Mining bitcoin with tiny devices is known as “lotto mining,” on account of how little chance one has of successfully mining Bitcoin blocks with micro setups at home.
At 350 GH/s hash rate, solo miners would run for up to 21,400 years to strike it big. Bitcoin block rewards are expected to run out by around 2140, due to the network’s “halving” events every four years, which slash issuance.
For scale, Marathon Digital — one of the world’s largest publicly-listed bitcoin miners — generated 2,195 BTC ($60 million) in the year’s first quarter, averaging around 24 BTC ($656,300) per day.

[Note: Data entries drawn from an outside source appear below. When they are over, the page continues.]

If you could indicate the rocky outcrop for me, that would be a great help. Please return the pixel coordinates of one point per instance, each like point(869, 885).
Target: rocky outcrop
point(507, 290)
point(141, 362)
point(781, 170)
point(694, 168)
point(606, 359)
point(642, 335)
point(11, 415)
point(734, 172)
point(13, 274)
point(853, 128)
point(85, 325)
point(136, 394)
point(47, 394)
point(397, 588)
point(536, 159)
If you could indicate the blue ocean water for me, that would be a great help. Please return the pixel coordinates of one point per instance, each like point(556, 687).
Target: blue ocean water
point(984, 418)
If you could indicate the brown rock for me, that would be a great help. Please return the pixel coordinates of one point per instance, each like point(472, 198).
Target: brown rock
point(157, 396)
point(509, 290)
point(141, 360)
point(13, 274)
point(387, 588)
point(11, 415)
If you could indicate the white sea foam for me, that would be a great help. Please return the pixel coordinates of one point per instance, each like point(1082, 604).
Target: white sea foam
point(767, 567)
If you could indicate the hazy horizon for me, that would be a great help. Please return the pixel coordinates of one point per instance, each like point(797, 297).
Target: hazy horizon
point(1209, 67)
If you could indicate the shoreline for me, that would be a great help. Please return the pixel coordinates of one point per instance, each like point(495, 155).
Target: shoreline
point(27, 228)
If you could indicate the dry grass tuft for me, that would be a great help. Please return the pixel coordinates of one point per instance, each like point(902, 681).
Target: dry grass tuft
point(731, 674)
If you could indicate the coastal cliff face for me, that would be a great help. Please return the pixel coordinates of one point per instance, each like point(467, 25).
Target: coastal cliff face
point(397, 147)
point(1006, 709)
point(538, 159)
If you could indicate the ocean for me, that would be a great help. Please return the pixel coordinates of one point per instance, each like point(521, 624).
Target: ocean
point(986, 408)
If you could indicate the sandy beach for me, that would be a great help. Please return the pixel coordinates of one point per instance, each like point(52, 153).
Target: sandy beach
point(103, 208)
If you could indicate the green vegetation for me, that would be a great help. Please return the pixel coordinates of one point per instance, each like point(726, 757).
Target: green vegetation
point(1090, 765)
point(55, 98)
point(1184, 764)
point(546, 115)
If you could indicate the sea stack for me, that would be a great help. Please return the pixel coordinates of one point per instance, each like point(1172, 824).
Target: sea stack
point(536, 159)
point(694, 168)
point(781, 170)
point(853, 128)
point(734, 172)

Firms like Marathon run tens of thousands of ASICs at once, which dramatically increases their chances of solving blocks. Solo miners — like those running singular Raspberry Pis — can boost their odds by joining mining pools.
Whenever the pool wins, so do all those contributing hashpower. Major mining pools Foundry, AntPool and F2Pool currently mine more than 70% of all Bitcoin blocks, with participants sharing their hashpower for a cut of the pool’s block rewards.
Solo mining can actually work – but it’s rare
Here’s some inspiration for those feeling lucky: Two solo Bitcoin miners separately mined their own Bitcoin blocks within two days of each other last year, using only a small number of mining chips.
The miners used solo mining software Solo CK Pool, which unlike standard pools, serves as something of a web proxy for bitcoin miners. Successful miners recoup 98% of all rewards, with 2% going to the administrator for hardware upkeep, code iterations and the like.
The chances of actually winning a Bitcoin block reward from a single rig is about one in 1.1 billion, according to one estimate. Hence the comparison to a lotto draw. SoloCK miners have snagged six blocks over the past six months and 257 over the past eight years.
Framing participation in Bitcoin consensus — in support of a potently censorship-resistant money network — as mere lottery may be a little gauche.
Still, tiny miners like these serve as a perfect entry point for tinkering with blockchain technology in its purest form. You might as well be rewarded with an (almost) never-ending lottery ticket.